Her eyes fought open. They were badly bloodshot. “Who Christy?”

“Lead singer with the Rolling Fucking Stones,” I said. “How long have you been taking Nembutal? And how many did you take tonight?”

“Got a scrishun,” she said. “None your bi’ness, Jor.”

“How many? How much did you drink?”

“Go-way.”

I spun the tub’s cold tap all the way, then pulled the pin that turned on the shower. She saw what I meant to do, and once again began to slap.

“No, Jor! No!”

I ignored her. This wasn’t the first time that I’d put a partially dressed woman into a cold shower, and some things are like riding a bike. I lifted her over the rim of the tub in a quick clean-and-jerk I’d feel in the small of my back the next day, then held on tight as the cold water smacked her and she began to flail. She reached out to grab the towel bar, yelling. Her eyes were open now. Beads of water stood in her hair. The slip turned transparent, and even under such circumstances it was impossible not to feel a moment of lust as those curves came into full view.

She tried to get out. I pushed her back.

“Stand there, Sadie. Stand there and take it.”

“H-How long? It’s cold!”

“Until I see some color come back into your cheeks.”

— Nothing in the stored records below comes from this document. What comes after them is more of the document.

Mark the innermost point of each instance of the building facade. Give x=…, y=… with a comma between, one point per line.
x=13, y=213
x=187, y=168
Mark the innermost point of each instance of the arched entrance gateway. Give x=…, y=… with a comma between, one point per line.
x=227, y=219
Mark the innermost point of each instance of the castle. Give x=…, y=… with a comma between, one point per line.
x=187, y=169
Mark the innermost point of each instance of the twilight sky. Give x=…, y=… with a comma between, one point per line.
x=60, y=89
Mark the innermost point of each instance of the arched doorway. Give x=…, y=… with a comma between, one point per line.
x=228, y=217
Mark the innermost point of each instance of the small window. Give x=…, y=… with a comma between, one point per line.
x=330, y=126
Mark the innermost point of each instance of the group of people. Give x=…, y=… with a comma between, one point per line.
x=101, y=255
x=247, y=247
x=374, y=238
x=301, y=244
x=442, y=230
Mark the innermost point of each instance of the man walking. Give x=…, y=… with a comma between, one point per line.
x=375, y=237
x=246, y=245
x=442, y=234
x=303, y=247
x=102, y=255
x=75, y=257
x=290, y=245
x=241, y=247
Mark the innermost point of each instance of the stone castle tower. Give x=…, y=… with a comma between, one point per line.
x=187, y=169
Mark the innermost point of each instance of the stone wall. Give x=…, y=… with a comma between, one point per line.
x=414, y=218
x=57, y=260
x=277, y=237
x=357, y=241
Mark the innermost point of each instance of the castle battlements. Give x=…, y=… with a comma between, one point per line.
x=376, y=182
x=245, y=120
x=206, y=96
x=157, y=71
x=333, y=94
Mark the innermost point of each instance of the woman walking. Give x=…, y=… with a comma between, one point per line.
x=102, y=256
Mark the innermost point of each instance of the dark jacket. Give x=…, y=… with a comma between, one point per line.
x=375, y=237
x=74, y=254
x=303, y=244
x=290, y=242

“W-Why are you d-d-doing this?” Her teeth were chattering.

“Because you almost killed yourself!” I shouted.

She flinched. Her feet slipped, but she grabbed the towel bar and stayed upright. Reflexes returning. Good.

“The p-p-pills weren’t working, so I had a d-drink, that’s all. Let me get out, I’m so cold. Please G-George, please let me get out.” Her hair was clinging to her cheeks now, she looked like a drowned rat, but she was getting some color in her face. Nothing but a thin flush, but it was a start.

I turned off the shower, got my arms around her in a hug, and held her as she tottered over the lip of the tub. Water from her soaked slip pattered onto the pink bathmat. I whispered into her ear: “I thought you were dead. When I came in and saw you lying there, I thought you were fucking dead. You’ll never know how that felt.”

I let her go. She stared at me with wide, wondering eyes. Then she said: “John was right. R-Roger, too. He called me tonight before Kennedy’s speech. From Washington. So what does it matter? By this time next week, we’ll all be dead. Or wish we were.”

At first I had no idea what she was talking about. I saw Christy standing there, dripping and bedraggled and full of bullshit, and I was utterly furious. You cowardly bitch, I thought. She must have seen it in my eyes, because she drew back.

That cleared my head. Could I call her cowardly just because I happened to know what the landscape looked like over the horizon?

I took a bath towel from the rack over the toilet and handed it to her. “Strip off, then dry off,” I said.

“Go out, then. Give me some privacy.”

“I will if you tell me you’re awake.”

“I’m awake.” She looked at me with churlish resentment and—maybe—the tiniest glint of humor. “You certainly know how to make an entrance, George.”

I turned to the medicine cabinet.

“There aren’t any more,” she said. “What isn’t in me is in the commode.”